Schur and Fourier multipliers of an amenable group acting on non-commutative $L^p$-spaces

Abstract:

Consider a completely bounded Fourier multiplier $\phi$ of a locally compact group $G$, and take $1 \leq p \leq \infty$. One can associate to $\phi$ a Schur multiplier on the Schatten classes $\mathcal {S}_p(L^2 G)$, as well as a Fourier multiplier on $L^p(\mathcal {L} G)$, the non-commutative $L^p$-space of the group von Neumann algebra of $G$. We prove that the completely bounded norm of the Schur multiplier is not greater than the completely bounded norm of the $L^p$-Fourier multiplier. When $G$ is amenable we show that equality holds, extending a result by Neuwirth and Ricard to non-discrete groups.

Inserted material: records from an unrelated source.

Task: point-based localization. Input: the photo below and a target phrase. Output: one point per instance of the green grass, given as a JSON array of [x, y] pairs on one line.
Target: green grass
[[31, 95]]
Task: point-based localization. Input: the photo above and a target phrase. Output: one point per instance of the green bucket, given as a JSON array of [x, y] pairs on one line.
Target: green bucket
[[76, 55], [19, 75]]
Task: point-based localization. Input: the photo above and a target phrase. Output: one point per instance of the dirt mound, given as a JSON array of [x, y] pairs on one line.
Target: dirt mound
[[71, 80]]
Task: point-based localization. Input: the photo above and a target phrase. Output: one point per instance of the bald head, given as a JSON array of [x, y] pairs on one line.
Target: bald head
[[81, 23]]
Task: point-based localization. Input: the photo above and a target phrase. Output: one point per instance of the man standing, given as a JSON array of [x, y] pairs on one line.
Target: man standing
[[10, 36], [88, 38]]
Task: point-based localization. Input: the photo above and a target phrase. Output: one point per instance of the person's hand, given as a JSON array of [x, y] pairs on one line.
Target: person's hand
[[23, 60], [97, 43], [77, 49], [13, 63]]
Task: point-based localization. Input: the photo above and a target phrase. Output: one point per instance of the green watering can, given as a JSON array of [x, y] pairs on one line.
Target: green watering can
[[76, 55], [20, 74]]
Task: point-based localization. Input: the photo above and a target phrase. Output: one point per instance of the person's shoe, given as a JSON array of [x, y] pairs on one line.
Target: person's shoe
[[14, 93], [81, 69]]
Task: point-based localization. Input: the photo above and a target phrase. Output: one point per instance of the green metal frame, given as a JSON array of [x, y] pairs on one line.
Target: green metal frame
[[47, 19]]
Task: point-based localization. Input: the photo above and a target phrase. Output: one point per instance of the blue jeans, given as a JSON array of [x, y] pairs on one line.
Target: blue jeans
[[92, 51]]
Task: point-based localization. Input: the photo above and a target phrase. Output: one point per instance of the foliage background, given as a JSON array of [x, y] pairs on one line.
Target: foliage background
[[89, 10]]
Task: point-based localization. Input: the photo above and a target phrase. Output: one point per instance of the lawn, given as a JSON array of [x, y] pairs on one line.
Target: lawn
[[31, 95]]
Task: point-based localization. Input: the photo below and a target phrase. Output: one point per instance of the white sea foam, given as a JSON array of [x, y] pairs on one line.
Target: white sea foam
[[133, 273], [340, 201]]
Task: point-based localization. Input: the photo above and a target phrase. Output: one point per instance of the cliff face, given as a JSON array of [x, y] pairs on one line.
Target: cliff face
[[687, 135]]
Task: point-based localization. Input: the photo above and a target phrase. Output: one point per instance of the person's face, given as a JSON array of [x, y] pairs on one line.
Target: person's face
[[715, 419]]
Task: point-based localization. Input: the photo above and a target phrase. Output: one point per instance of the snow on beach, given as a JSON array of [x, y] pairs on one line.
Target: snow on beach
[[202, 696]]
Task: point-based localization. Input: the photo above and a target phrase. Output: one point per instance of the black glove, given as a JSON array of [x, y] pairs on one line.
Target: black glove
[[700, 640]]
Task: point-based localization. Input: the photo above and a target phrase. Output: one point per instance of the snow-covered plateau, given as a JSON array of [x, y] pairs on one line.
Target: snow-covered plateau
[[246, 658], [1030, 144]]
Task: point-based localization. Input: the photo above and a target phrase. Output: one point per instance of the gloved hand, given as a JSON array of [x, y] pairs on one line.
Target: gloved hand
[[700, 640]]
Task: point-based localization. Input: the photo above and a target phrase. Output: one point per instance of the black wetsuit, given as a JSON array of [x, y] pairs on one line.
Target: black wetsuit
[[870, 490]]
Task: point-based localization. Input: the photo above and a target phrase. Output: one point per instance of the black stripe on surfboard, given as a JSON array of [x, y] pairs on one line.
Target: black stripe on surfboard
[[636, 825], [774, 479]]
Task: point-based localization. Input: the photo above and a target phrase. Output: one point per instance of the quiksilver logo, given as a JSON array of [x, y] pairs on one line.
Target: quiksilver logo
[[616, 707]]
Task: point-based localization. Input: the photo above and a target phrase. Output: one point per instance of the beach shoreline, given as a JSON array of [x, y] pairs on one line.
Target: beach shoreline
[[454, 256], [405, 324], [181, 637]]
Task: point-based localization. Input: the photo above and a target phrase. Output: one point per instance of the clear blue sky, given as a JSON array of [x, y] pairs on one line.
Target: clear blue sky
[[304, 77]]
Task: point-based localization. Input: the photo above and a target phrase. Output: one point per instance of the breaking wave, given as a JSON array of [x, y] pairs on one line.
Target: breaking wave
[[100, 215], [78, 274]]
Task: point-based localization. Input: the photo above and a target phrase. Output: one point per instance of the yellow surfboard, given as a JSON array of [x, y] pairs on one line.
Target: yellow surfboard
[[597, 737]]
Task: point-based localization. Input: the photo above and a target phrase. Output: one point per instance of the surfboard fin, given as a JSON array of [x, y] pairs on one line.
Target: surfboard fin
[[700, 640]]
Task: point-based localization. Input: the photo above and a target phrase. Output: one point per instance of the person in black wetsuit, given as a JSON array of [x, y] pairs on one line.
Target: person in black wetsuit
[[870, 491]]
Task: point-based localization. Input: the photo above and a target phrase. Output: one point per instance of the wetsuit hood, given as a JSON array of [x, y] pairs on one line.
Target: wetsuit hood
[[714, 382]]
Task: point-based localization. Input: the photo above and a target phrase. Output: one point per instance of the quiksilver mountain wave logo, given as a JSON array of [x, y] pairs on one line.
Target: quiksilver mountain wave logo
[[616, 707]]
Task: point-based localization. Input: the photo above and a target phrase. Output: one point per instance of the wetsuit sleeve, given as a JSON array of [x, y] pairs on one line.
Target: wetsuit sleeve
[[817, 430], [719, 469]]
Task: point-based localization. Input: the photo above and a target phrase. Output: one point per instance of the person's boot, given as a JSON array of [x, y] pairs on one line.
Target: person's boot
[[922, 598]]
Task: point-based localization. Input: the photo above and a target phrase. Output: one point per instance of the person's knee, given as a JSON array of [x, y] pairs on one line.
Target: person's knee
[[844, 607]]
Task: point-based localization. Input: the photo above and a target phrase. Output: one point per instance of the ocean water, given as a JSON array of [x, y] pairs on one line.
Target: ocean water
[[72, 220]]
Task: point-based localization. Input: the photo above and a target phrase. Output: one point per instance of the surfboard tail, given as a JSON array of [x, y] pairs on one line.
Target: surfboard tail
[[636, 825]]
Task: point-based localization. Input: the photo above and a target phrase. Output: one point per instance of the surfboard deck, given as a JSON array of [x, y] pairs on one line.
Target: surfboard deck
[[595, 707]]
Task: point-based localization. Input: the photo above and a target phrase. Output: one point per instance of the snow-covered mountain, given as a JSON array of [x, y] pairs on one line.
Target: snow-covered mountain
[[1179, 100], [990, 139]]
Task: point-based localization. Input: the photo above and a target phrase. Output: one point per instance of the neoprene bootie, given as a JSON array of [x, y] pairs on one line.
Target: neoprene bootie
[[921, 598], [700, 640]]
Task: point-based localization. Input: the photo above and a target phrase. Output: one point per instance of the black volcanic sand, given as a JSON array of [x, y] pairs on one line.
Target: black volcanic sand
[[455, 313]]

For a discrete group $G$ and in the special case when $p\neq 2$ is an even integer, we show the following. If there exists a map between $L^p(\mathcal {L} G)$ and an ultraproduct of $L^p(\mathcal {M}) \otimes \mathcal {S}_p(L^2G)$ that intertwines the Fourier multiplier with the Schur multiplier, then $G$ must be amenable. This is an obstruction to extend the Neuwirth-Ricard result to non-amenable groups.